At that time the winners received crowns of leaves on their heads. Today the winners receive trophies or medals of gold, silver or bronze. So Paul says, all run, but only one wins the crown. What's the reward for us? Eternal life. We receive this promise in baptism. As Paul says, all believers in the Old Testament were baptized in the cloud and the sea, now all of us are baptized with water and the Word of God in the name of the Father, the Son and the Holy Spirit. As children adopted into the family of God, we have eternal life now. The new spiritual life begins with baptism.
But for now, we are still here in this sinful world, because God has a purpose for us here. The promise is not completely fulfilled, we do not yet have the complete joy, we have the promise of complete joy with Christ after our departure from this world. Between the day of our baptism and the time appointed by God for our physical death, there will many afflictions, trials and difficulties to overcome.
Like athletes we must prepare for the fight, for the competition. Not against others, but against the devil and our own natures. There are different types of sports. There are sports that require a team such as baseball or football. In other sports, such as a foot race, the athlete works alone. There are others in the competition, but should not look to one side or the other hand, rather focus on the prize and the finish line.
So it is for us in the Christian life. Paul says athletes look for crowns of leaves that dry up, that do not last forever, but we run for an imperishable crown, which is eternal life. We must persevere in the faith. As the athlete prepares for competition with exercise, with practice, so do we. At the end of our lives, we can gain eternal life with Christ.
But, as our Lord says in the Gospel for today, eternal life is a gift from God. We should not talk about our merits, what we have done for the kingdom of God. Only by the mercy of God do we receive eternal life. And as for the laborers in the vineyard, the pay is equal for all. A denarius was very generous payment to a worker at the time. The first were hired for a denarius, but the owner of the vineyard also dealt generously with those who came later. No one should despise the generosity of a generous man. When we receive a gift from our parents, we do not ask for something better, something more expensive, we respond with gratitude and love to the love of our parents.

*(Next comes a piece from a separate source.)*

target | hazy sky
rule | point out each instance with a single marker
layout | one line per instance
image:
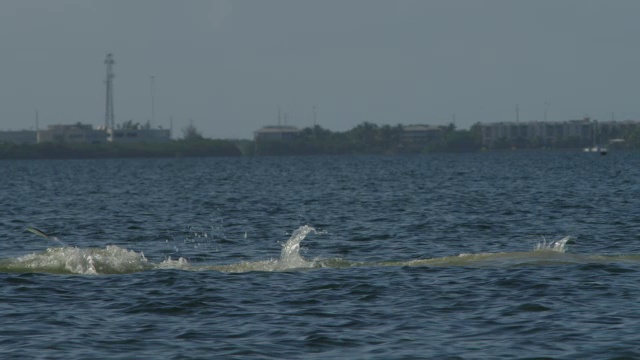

The gift of eternal life is a precious gift from our heavenly Father. Then we receive it with love and gratitude and not seek others with envy and say they do not deserve God's mercy. We all deserve eternal death, but because of Jesus Christ, who suffered and died for us, we have the hope of eternal life. This is our hope in every moment of our lives, moments of success, in times of failure, discouraged moments, moments of joy. The highest happiness of all is the hope of eternal life and therefore have the peace that passes all understanding. Amen.